With regard to variant quality, the following criteria are applied for filtering:
- sequencing depth (DP in VCF) > 3 (if QUAL > 30) or > 8 (if QUAL =< 30)
- allele depth (AD in VCF) > 2 per allele (if QUAL > 30) or > 4 per allele (if QUAL =< 30)
- allele ratio (AD of allele 1 divided by total AD) has to be between 0.2 and 0.8
- genotype quality (GQ) >=20
Moon uses annotations from public data sources including:
- gnomAD: frequency of variants within the general population
- dbNSFP: annotations regarding protein prediction scores and conservation scores
- dbscSNV: splice site prediction annotation
- ClinVar: variant-level clinical classification
A proprietary disorder model (called Apollo) is used to match the input phenotype of the patient with symptoms of known human diseases with Mendelian inheritance. In-house developed artificial intelligence algorithms provide efficient filtering and ranking of the variants with respect to the patient’s phenotype.
The results are presented as Primary findings, consisting of variants that fulfil all applied filter criteria, and as Primary carrier findings. The list of carrier findings consists of variants that are in accordance with all filter criteria except for zygosity, as these are all heterozygous variants located in genes that are associated with recessive conditions.
Similar to the SNV analysis, Moon generates a list of potential provisional diagnoses by sequentially filtering and ranking the structural variants in the uploaded VCF.

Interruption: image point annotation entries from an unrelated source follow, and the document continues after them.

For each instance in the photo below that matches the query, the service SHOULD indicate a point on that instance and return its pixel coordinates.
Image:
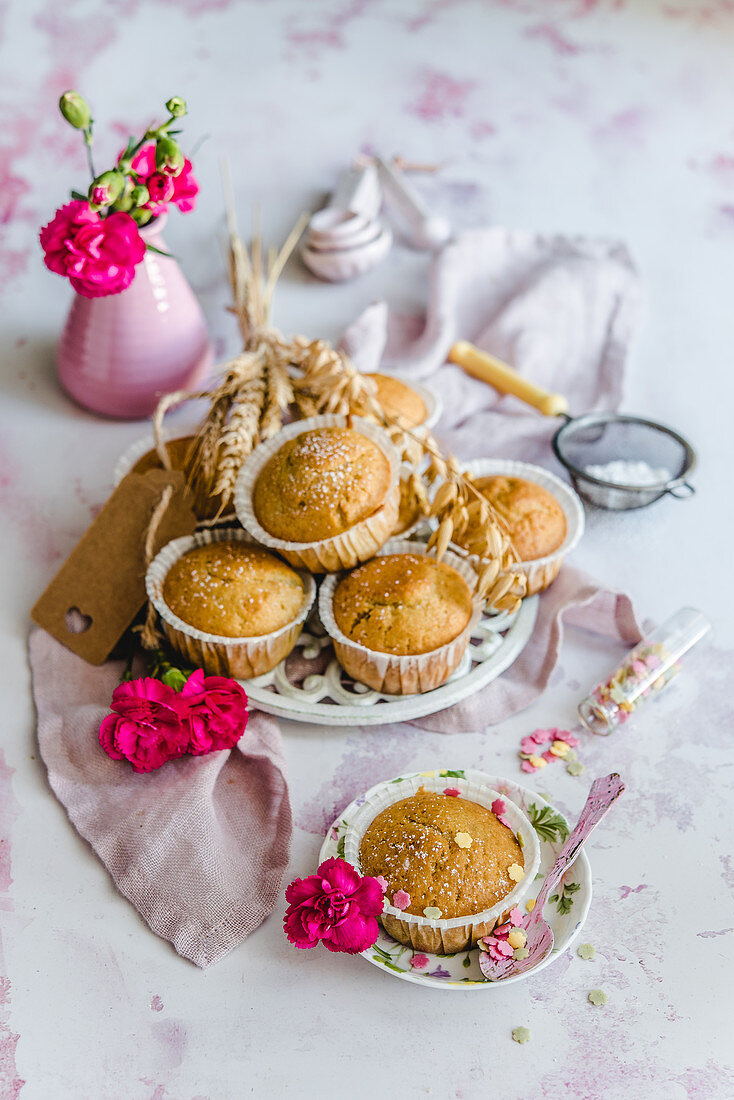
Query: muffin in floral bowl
(456, 858)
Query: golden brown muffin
(319, 484)
(445, 853)
(398, 400)
(536, 520)
(179, 452)
(233, 590)
(403, 604)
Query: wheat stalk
(272, 373)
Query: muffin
(226, 605)
(400, 400)
(535, 518)
(322, 493)
(179, 453)
(401, 622)
(233, 590)
(456, 855)
(444, 853)
(319, 484)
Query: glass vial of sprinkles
(644, 672)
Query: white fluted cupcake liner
(217, 655)
(445, 936)
(358, 542)
(541, 571)
(387, 672)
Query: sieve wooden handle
(480, 364)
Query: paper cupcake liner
(540, 571)
(387, 672)
(358, 542)
(458, 933)
(433, 402)
(241, 658)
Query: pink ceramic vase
(118, 354)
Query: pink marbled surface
(599, 117)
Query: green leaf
(160, 252)
(547, 823)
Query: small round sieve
(600, 438)
(595, 439)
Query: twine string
(150, 636)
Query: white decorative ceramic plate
(332, 699)
(565, 914)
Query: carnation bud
(140, 195)
(176, 106)
(106, 188)
(174, 678)
(75, 110)
(168, 156)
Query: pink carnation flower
(161, 188)
(148, 726)
(98, 255)
(337, 906)
(217, 712)
(185, 187)
(497, 948)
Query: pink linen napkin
(561, 311)
(558, 309)
(200, 846)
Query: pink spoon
(603, 792)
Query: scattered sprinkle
(560, 748)
(561, 743)
(419, 961)
(401, 899)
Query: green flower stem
(88, 140)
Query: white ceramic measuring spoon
(425, 230)
(603, 792)
(347, 239)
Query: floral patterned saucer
(566, 911)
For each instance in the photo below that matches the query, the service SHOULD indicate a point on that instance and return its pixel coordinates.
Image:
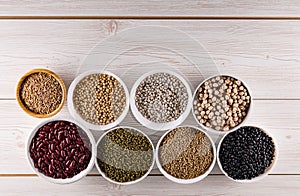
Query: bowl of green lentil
(221, 104)
(161, 99)
(125, 155)
(185, 154)
(98, 99)
(247, 154)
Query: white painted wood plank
(265, 54)
(149, 8)
(152, 185)
(278, 117)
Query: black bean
(246, 153)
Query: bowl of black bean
(61, 151)
(221, 103)
(98, 99)
(247, 154)
(125, 155)
(161, 99)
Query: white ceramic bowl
(130, 182)
(77, 116)
(268, 170)
(153, 125)
(60, 180)
(185, 181)
(211, 130)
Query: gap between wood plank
(91, 175)
(149, 17)
(255, 99)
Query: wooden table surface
(258, 41)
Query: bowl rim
(130, 182)
(160, 126)
(78, 176)
(192, 180)
(77, 116)
(61, 83)
(211, 130)
(267, 170)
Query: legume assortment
(99, 99)
(161, 98)
(124, 155)
(60, 149)
(246, 153)
(186, 153)
(221, 103)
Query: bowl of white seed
(98, 99)
(221, 104)
(161, 99)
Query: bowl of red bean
(61, 151)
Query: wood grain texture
(278, 117)
(264, 54)
(212, 185)
(149, 8)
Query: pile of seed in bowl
(124, 155)
(186, 153)
(161, 98)
(41, 93)
(99, 99)
(246, 153)
(221, 103)
(60, 149)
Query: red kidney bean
(60, 149)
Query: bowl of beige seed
(98, 99)
(221, 104)
(185, 154)
(161, 99)
(41, 93)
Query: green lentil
(124, 155)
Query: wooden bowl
(61, 83)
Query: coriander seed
(41, 93)
(99, 99)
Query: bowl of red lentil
(41, 93)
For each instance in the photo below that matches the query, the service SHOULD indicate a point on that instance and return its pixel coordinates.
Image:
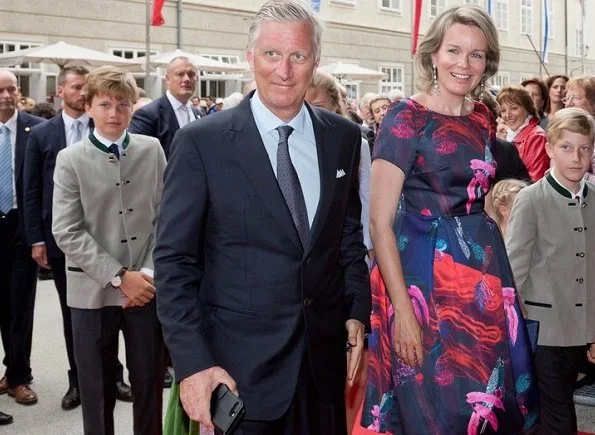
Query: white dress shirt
(302, 149)
(69, 121)
(179, 110)
(11, 124)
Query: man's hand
(40, 255)
(196, 392)
(137, 289)
(355, 340)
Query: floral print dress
(477, 376)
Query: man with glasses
(166, 115)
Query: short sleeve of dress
(397, 140)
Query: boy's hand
(591, 353)
(137, 289)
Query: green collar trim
(562, 190)
(102, 147)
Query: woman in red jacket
(519, 116)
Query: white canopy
(62, 54)
(351, 71)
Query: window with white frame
(394, 79)
(8, 46)
(437, 7)
(390, 5)
(502, 79)
(501, 18)
(130, 53)
(527, 17)
(225, 58)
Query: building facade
(375, 34)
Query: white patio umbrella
(351, 71)
(201, 62)
(62, 53)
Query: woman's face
(558, 91)
(319, 97)
(461, 60)
(576, 97)
(379, 108)
(535, 92)
(512, 114)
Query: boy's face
(110, 115)
(571, 156)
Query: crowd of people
(255, 241)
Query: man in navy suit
(166, 115)
(70, 126)
(259, 261)
(18, 271)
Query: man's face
(72, 92)
(9, 93)
(181, 79)
(283, 62)
(110, 115)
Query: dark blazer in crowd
(509, 162)
(235, 287)
(19, 272)
(157, 119)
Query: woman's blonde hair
(328, 84)
(503, 194)
(469, 16)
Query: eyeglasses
(570, 98)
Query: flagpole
(147, 47)
(583, 48)
(179, 19)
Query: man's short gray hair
(284, 11)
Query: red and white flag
(157, 15)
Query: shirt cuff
(147, 271)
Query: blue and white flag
(546, 31)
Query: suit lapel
(244, 138)
(326, 148)
(23, 130)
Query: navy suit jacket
(235, 288)
(157, 119)
(45, 141)
(25, 124)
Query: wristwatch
(116, 281)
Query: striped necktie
(6, 171)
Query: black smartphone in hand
(227, 409)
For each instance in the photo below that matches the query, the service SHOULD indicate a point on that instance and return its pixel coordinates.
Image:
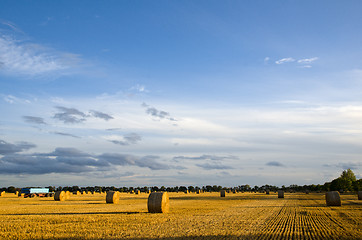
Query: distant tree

First, known benign CNVs (DGV) are filtered out, as these are unlikely to contribute to a disease phenotype. CNVs are excluded if they are completely comprised by a known benign CNV. For this filter step, Moon checks overlap with the stringent set of CNVs in the CNV map presented by Zarrei et al. (2015) (denoted as ‘Nat. Rev. Gen. CNV Map - Stringent’ on DGV).
From the remaining variants, only those SVs involving known disease genes are retained (based on Moon's disorder model Apollo). If a family analysis is performed, segregation of the variants is taken into account. In family analyses, SVs with at least 80% overlap are considered to be identical. Non-Mendelian inheritance patterns (eg. incomplete penetrance, imprinting) are also supported in SV analysis.
Finally, Moon performs a final filter step based on phenotype overlap between the input HPO terms and known disease presentations (Apollo). At least 1 matching HPO term between known diseases and the input phenotype is required.
Only variants that meet quality criteria in terms of DP and GQ are retained. AD and allelic imbalance are not taken into account for mitochondrial variants.
Next, variants listed LB/B in ClinVar or the KB are filtered out. In addition, variants listed as polymorphism on Mitomap and having an allele frequency > 0.2% in GenBank are filtered out. Remaining variants with known disease associations (LP/P in ClinVar or KB, 'disease' variants in Mitomap (either confirmed or reported) are excluded if present at more than 2% in GenBank. Note that although the overall GenBank frequency of a variant might be low, the frequency of this variant in a certain population might be high enough to exclude pathogenicity of the variant. Haplogroup specific frequencies can be manually reviewed on Mitomap, for which a link is provided by Moon.
In a subsequent step, only non-synonymous coding variants in protein coding genes, or any variants in non-protein coding genes are retained, in addition to known pathogenic (LP/P) variants in either ClinVar or the KB. Finally, variants are filtered with respect to the input phenotype of the patient and ranked according to their overall relevance.